Contando... Vito Cesar




Encontro com Dorian Gray



    Deu pro mundo.

    Arranhado de injustiça, consciência amolecida pela dureza das palavras de tantos, deu pro mundo, destrambelhou-se das iras interiores e jurou que nunca mais, nunquinha mesmo, iria deixar ninguém dizer coisas que não queira ouvir, mesmo as coisas certinhas. E talvez principalmente estas, palavrinhas ensaiadas, soluçõezinhas manjadas, nascidas dos livros de psicologia e da bíblia, recitadas por pais e mestres na hora da janta, nos domingos à tarde.
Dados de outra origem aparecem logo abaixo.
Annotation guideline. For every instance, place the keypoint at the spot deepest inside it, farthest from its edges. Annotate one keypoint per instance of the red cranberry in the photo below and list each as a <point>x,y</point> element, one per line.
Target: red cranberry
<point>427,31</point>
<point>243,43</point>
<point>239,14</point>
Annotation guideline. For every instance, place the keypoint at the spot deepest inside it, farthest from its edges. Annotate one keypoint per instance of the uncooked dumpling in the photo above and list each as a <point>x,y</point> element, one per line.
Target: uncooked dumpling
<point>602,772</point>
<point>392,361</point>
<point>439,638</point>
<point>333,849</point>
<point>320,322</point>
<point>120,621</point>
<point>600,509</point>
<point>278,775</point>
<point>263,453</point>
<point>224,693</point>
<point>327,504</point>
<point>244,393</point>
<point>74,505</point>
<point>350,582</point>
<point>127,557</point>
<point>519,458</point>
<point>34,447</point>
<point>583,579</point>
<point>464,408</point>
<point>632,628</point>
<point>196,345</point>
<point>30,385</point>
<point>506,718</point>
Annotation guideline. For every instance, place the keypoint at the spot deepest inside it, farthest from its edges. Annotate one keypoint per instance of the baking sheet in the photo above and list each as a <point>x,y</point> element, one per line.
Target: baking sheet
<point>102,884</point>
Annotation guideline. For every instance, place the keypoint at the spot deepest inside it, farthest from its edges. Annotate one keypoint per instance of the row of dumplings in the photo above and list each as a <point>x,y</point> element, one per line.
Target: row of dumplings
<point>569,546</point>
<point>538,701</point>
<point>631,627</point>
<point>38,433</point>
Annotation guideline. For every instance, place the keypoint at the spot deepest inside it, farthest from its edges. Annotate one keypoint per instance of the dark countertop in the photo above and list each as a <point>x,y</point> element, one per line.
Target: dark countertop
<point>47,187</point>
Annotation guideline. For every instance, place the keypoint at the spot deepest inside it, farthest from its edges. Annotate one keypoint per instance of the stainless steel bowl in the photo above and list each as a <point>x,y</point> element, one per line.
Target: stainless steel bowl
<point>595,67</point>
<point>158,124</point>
    Deu pro mundo porque acreditava que o mundo era dele, muito maior do que aquele mundinho de merda, pintado em verde e amarelo, com respostas medíocres demais para responder à desesperada ebulição do seu coração de leão.

    "O Retrato de Dorian Gray"! Bah! Que tolice! Onde já se viu um cara que tinha tudo, e além disso a juventude eternizada, deixar-se destruir assim, daquele jeito! Ele não! Se tivesse a sorte da graça de uma lenda, faria de tudo um pouco nessa vida! Que viagem, destruir o retrato!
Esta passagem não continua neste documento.